El sarcasmo del soviético tenía una base real. Hace siglos que el Papa no tiene ejército y más tiempo aún de la época en que poseía facultades reconocidas para dividir y adjudicar el mundo por descubrir a España y Portugal. Es cierto que 50 años atrás un Papa, Juan Pablo II, paralelamente a Reagan y su ‘guerra de las galaxias’, jugó un papel nada despreciable en el desprestigio y el derrumbe del imperio soviético. Los dirigentes rusos de la época se esforzaron porque sus vasallos polacos no recibieran al Pontífice, sabían cómo sería recibido en su tierra e intuían el boquete que sus palabras abrirían allí y en las otras naciones subyugadas por Moscú. No es raro que bastantes servicios de inteligencia deduzcan que el atentado casi mortal contra Wojtyla fue pilotado por el KGB. Se puede apostar que Putin, rencoroso siempre por la implosión de la Unión Soviética, hace vudú maligno todas las noches a Juan Pablo II por lo que desencadenó, pero es hoy un hecho que el poder del Papa se ha encogido no sólo política, sino espiritualmente. Las frecuentes llamadas de atención de los pontífices recientemente sobre la gravedad de las tragedias, la locura colectiva de Gaza o la imperialista invasión de Ucrania han sido desoídas. El Papa no tiene divisiones ni la audiencia del pasado.
En España incluso se ha abierto hace tiempo la veda del Sumo Pontífice. El carismático Juan Pablo II fue asaeteado por cierta izquierda y algunas feministas; se le tildó de oscurantista, retrogrado y embaucador. Francisco ha sido también alanceado desde la derecha, donde se le reprochaba su «peronismo comunistoide». Bastantes católicos se enfurruñaron porque no viniera nunca a España ni mostrara interés en hacerlo.
La abundante indiferencia hacia el Papa y la crítica, mucho menos extendida, pero ya visible, hacia su persona acompañan a la progresiva disminución de la práctica religiosa en nuestro país. Algo generalizado en el Occidente desarrollado y consumista –hay países islámicos, sin embargo, en que la religiosidad ha aumentado claramente en las últimas décadas–, pero que asustaría literalmente a nuestros padres católicos. Las manifestaciones públicas, masivas a veces, procesiones, romerías, peregrinaciones, gozan de buena salud, aunque un observador imparcial podría preguntarse cuánto hay de fe, de recogimiento, en su participación, quizá no poco en ciertos casos, y cuánto de costumbre ancestral, de evento folclórico en el que hay que estar por razones familiares, de grupo, tradicionales o de simple simpatía, algo que en el fondo puede resultar festivo, ausente de cualquier sacrificio.

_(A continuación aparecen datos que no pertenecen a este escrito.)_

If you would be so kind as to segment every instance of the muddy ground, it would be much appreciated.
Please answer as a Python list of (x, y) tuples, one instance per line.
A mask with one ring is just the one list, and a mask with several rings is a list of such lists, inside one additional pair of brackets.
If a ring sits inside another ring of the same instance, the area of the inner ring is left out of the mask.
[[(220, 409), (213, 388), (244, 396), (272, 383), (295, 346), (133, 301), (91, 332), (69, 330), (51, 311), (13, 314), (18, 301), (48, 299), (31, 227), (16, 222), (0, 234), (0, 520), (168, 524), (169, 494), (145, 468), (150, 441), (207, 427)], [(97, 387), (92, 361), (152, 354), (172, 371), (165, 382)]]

Azaña en los treinta, quizá sin querer hacer anticlericalismo burdo, exageró con su divisoria y desafortunada frase «España ha dejado de ser católica», que enfureció a muchos. Al aprobarse los artículos 26 y 27 de la Constitución, Ossorio y Gallardo, poco sospechoso, vislumbró los peligros «de tener por lo menos a media sociedad española de espaldas a la Constitución», y más recientemente Virgilio Zapatero manifestaba que la aprobación parlamentaria de esos artículos «resolvía una crisis de gobierno pero creó una crisis del sistema».
La cuestión religiosa escinde ahora España mucho menos que los separatismos catalán y vasco y las prebendas que obtienen. Sencillamente porque la sensibilidad religiosa aflora menos que en el pasado reciente en todas las capas de la población. La tendenciosa y golpista Margarita Nelken, ídolo de bastantes feministas, no podría tenerle ojeriza a Clara Campoamor por querer dar el voto a las mujeres porque serían, creía Melken, muy influenciadas por los curas. Ahora, en el siglo XXI, el número de ateos, no creyentes y agnósticos es superior al de creyentes católicos, sin mayor diferencia de géneros, lo que no ocurre en la minoría creciente musulmana.
En la práctica religiosa el giro es espectacular. La de varios sacramentos se difuminó, la confesión y la confirmación cuentan con escasos adeptos, la extremaunción es poco solicitada, las comuniones tienen un pelín de fiesta social, el matrimonio y el bautizo, relativamente frecuentes aún, descienden claramente, proliferan las uniones de hecho, y según serias estadísticas sólo uno de cada cuatro matrimonios españoles es religioso. Y es trabajoso encontrar jóvenes entre 12 y 35 años en conferencias de cualquier tipo, en conciertos de clásica y, excepto en templos frecuentados por miembros del Opus Dei, en la antes concurrida misa dominical. Las razones económicas para explicar esto son fútiles.
España abraza la tendencia generalizada en el mundo cristiano occidental: a más progreso económico menos religiosidad. Las vocaciones se han hundido: en mi juventud España exportaba religiosos, ahora nos pastorean, sean bienvenidos, iberoamericanos y africanos. A pesar de eso, muchos sacerdotes tienen que atender comarcas con cuatro parroquias, abnegadamente, con vocación y con unos emolumentos de mileurista, con los que tienen que pagar la gasolina para sus desplazamientos. Asombra leer que el seminario de Barcelona, romo en vocaciones, ha cerrado sus puertas.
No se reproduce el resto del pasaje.